The Mechanism of Trivalent Inorganic Arsenic on HIF-1α: a Systematic Review and Meta-analysis.

The purpose of our study was to investigate the role of hypoxia-inducible factor-1α (HIF-1α) in arsenic-induced carcinogenesis. We included 39 articles for meta-analysis. The results showed that low-dose exposure to arsenic (≤ 10 µmol/L) could promote the expression of phosphatidylinositol 3-kinase (PI3K) and phosphorylation-protein kinase B (p-AKT). High-dose arsenic exposure (> 10 µmol/L) promoted the expression of PI3K, HIF-1α, vascular endothelial growth factor (VEGF), and p38MAPK (P38).
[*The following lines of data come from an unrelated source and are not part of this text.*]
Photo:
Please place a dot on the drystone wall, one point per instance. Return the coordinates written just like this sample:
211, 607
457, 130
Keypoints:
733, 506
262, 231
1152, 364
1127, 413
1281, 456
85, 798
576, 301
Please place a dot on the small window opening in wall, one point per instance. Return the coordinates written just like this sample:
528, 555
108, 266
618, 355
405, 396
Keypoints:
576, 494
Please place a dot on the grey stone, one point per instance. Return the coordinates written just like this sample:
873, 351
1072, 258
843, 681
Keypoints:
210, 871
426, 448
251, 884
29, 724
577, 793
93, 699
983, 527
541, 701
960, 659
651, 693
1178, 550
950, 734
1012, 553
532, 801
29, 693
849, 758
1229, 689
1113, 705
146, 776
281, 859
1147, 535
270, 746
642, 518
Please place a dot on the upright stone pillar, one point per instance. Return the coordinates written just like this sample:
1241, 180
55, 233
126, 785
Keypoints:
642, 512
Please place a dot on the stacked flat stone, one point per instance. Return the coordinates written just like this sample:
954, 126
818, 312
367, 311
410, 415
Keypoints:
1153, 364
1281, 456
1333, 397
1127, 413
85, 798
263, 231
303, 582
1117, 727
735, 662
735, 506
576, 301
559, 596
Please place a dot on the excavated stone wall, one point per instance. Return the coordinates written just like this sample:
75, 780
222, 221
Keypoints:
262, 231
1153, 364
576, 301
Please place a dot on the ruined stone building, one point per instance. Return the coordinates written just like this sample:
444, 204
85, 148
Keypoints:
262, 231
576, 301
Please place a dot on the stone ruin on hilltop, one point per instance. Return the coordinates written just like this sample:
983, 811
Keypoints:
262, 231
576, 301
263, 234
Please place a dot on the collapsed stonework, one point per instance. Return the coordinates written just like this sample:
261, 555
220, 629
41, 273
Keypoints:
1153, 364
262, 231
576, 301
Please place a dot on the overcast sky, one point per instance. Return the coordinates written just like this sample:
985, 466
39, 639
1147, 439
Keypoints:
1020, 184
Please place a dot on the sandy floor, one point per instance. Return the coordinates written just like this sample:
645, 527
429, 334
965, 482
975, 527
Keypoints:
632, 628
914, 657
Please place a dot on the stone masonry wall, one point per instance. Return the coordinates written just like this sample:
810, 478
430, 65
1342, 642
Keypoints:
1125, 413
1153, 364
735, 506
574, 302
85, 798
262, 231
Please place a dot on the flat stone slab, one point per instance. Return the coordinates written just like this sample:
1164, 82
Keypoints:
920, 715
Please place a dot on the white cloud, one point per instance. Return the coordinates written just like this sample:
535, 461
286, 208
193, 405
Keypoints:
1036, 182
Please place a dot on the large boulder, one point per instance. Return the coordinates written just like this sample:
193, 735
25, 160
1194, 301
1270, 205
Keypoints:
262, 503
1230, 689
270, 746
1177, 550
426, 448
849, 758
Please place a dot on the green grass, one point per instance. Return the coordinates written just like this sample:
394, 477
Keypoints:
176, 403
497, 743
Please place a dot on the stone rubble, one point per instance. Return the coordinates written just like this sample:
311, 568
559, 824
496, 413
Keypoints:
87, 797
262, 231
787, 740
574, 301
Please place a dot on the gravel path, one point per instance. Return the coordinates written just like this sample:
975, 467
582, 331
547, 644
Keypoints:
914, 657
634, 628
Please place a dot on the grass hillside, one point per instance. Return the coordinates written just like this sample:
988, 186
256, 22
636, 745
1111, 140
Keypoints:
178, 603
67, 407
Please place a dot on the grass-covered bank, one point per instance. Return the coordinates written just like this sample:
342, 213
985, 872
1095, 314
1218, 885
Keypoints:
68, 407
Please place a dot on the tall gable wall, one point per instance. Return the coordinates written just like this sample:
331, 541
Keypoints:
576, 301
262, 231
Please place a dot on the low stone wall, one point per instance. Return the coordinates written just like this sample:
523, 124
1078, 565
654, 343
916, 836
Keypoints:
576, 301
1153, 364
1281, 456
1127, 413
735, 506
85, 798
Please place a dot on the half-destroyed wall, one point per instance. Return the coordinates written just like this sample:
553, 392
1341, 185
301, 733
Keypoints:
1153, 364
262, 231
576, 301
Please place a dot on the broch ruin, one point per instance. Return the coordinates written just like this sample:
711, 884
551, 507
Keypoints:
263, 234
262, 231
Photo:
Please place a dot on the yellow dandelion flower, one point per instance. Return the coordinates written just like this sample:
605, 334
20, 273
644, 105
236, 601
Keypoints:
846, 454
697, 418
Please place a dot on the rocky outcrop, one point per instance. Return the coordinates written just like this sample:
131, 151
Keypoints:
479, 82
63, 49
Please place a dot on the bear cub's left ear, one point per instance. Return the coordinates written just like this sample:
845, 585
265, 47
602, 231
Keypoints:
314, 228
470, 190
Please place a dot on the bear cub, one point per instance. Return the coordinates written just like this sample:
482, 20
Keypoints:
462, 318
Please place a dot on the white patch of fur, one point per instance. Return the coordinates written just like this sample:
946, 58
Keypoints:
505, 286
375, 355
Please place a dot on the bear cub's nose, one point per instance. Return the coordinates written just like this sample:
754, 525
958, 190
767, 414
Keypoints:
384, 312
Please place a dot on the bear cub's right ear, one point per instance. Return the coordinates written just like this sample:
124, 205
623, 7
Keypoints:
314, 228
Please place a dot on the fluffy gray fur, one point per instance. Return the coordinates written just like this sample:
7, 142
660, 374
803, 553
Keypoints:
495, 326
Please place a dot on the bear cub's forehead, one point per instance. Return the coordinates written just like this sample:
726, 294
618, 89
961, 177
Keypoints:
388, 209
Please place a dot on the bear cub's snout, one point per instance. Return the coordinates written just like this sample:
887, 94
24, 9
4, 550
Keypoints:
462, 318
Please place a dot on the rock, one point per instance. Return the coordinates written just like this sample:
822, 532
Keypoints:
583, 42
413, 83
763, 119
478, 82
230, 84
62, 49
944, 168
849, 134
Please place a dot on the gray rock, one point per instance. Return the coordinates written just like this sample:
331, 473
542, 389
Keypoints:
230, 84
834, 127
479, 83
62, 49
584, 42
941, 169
Acute arsenic exposure (< 24 h) promoted the expression of PI3K, HIF-1α, and VEGF. Chronic arsenic exposure (≥ 24 h) promoted the expression of PI3K, p-AKT, and P38. Moreover, for normal tissue-derived cells, arsenic could induce the increased expression of PI3K, p-AKT, HIF-1α, and VEGF. For tumor tissue-derived cells, arsenic could induce the expression of PI3K, p-AKT, and P38. We found that arsenic exposure could activate the PI3K/AKT pathway, further induce the high expression of HIF-1α, and then upregulate the levels of miRNA-21 and VEGF, promote the expression of proliferating cell nuclear antigen (PCNA), and ultimately lead to malignant cell proliferation. Our findings indicated that arsenic could increase the expression of HIF-1α by activating the PI3K/AKT pathway and eventually induce malignant cell proliferation.